Body and soul.  The Holy Spirit, I think you identified the agency, brought you together and helped arrange the meeting which eventuates in marriage today.

            I am here to tell you, with plenty of evidence in full view, that, however joyful and romantic you are on this day, however deeply and intimately you feel connected to each other, however rich your certainty of divine hands laid upon your joined hands, the best is yet to come.  I don’t mean a fait accompli, as if the best that is yet to come will just happen with the passage of sufficient time. No, the “best that is to come” is a promise you will fulfill.  Together.  Hand in hand, sure.  With eyes fixed on the other, of course.  But, more, by taking your romance and maturing it, growing it, within the influence of the love of Jesus.  That is, loving one another as he has loved you.

            Paul explains.  That love is patient… kind… not selfish, rude, or “my way or the highway” attitude.  Love wants and looks for the best in the other.  Well, every now and then open your Bible to I Corinthians 13 and read it again.  Until that love shapes your love definitively for each other, and for all others.  You have a lifetime to practice.  In good times and bad.  When she pushes the wrong buttons or he is unresponsive.  When money is in short supply, and when there is more than you can handle.  When the children come and whose turn is it at one in the morning to change the diapers? The rough times in your life together can, in the shadow of Christ’s love, be the occasions to draw you together more closely still. 

            The best, by God and your own effort, is yet to come.

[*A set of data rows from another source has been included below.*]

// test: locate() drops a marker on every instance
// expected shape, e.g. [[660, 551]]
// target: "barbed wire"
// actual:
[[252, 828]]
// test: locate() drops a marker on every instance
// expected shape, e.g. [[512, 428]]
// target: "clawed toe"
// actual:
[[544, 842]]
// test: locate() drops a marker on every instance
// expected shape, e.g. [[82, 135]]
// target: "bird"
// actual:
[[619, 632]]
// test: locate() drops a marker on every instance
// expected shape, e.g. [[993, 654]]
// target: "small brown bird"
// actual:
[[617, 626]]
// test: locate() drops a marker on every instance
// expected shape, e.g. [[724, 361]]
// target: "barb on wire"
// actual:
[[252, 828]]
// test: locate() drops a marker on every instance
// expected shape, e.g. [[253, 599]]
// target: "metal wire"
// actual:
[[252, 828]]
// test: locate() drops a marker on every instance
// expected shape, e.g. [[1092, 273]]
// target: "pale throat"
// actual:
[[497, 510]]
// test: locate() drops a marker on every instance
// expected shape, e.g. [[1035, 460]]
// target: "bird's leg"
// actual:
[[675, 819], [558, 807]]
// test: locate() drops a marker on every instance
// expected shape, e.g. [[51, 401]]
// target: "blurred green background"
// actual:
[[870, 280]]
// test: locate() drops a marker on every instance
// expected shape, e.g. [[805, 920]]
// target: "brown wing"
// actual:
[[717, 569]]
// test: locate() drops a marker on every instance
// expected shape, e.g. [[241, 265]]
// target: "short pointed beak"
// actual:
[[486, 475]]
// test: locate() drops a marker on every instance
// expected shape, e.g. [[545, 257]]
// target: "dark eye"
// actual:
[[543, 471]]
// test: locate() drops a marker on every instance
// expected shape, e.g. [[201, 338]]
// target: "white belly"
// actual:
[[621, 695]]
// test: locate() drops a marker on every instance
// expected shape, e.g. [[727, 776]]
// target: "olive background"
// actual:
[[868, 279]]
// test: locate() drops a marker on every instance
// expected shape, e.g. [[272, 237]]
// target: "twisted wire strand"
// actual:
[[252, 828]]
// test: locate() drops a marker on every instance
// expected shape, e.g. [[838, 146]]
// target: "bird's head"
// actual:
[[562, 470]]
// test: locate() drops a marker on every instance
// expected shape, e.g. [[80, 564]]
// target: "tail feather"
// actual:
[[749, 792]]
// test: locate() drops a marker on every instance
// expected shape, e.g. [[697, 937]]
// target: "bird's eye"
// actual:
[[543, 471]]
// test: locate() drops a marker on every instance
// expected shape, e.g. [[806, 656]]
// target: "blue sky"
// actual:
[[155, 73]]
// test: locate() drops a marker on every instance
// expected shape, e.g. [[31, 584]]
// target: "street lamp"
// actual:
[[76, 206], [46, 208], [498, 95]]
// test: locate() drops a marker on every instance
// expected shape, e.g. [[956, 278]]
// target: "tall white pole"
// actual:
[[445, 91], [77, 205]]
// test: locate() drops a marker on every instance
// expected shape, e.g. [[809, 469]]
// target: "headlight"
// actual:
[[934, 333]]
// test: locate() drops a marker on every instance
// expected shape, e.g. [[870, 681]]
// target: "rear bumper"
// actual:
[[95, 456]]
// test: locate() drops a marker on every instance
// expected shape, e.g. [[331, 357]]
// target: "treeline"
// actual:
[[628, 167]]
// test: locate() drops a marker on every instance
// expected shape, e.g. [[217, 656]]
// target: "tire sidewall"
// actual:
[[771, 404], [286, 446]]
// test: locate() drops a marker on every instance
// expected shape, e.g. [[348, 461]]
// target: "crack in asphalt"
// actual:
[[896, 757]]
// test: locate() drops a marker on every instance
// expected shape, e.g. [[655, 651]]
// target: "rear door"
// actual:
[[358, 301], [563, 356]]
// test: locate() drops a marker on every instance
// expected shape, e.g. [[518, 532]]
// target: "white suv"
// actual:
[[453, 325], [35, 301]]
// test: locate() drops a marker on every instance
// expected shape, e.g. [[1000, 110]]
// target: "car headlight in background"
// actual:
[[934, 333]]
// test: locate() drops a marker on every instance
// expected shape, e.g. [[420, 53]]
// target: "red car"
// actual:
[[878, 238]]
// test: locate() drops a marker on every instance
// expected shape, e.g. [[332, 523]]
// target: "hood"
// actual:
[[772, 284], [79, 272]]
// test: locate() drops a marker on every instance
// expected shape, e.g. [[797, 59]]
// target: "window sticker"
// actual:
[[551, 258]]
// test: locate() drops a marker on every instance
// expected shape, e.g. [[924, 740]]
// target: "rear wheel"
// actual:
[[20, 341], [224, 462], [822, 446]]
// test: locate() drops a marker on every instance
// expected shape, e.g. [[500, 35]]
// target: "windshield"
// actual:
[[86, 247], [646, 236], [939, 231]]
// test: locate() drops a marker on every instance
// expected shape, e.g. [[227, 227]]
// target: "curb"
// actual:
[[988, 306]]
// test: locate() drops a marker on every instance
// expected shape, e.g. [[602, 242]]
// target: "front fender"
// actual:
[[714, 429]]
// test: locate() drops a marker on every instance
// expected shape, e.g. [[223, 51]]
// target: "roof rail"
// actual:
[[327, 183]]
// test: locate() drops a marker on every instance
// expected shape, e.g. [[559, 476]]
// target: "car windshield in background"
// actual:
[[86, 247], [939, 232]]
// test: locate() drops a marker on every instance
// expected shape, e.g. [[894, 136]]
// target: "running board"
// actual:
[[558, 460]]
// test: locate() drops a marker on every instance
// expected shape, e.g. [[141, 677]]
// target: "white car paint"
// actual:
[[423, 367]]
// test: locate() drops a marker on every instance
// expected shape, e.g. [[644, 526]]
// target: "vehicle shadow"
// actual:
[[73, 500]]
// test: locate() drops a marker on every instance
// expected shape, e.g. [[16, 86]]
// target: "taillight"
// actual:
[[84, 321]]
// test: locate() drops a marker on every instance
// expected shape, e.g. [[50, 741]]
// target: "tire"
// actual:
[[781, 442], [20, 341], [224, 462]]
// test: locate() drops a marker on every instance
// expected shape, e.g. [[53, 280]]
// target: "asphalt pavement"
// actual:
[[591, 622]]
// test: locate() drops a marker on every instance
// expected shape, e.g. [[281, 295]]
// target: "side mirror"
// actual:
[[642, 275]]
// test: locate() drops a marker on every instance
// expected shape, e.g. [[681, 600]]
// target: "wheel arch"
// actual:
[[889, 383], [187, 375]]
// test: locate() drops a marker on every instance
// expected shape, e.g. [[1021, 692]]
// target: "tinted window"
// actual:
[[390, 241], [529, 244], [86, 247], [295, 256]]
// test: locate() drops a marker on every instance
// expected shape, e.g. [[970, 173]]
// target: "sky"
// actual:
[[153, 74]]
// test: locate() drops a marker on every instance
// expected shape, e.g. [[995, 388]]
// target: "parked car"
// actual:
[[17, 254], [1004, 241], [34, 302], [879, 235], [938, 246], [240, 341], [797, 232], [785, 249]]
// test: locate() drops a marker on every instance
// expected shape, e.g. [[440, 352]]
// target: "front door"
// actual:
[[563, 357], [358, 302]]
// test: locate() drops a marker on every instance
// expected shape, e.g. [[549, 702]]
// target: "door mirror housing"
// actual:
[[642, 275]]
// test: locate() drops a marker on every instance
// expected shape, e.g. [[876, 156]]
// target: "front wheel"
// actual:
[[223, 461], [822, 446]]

            I offered this benediction on Sonny and Lynette (and maybe on Barbara and Shawn, and Eric and Karen too), from an earlier version of the Methodist ritual for weddings: “that you may so live together in this life, that in the world to come you may have life everlasting.”

            Yes, yes, in the long view too, the best is yet to come.

    Vows and rings exchanged, prayers said, the bridal party recessed, greeted well-wishers in the alcove, and then drove into the evening hour to the reception at Red's just a few hundred yards down Rte 9W from Exit 21B on the NY State Thruway.  Barbara and I now have a long history with many of the guests with whom we renew acquaintance as regularly as the Dalland family celebrates nuptials and produces babies.  Lots of fun and good food.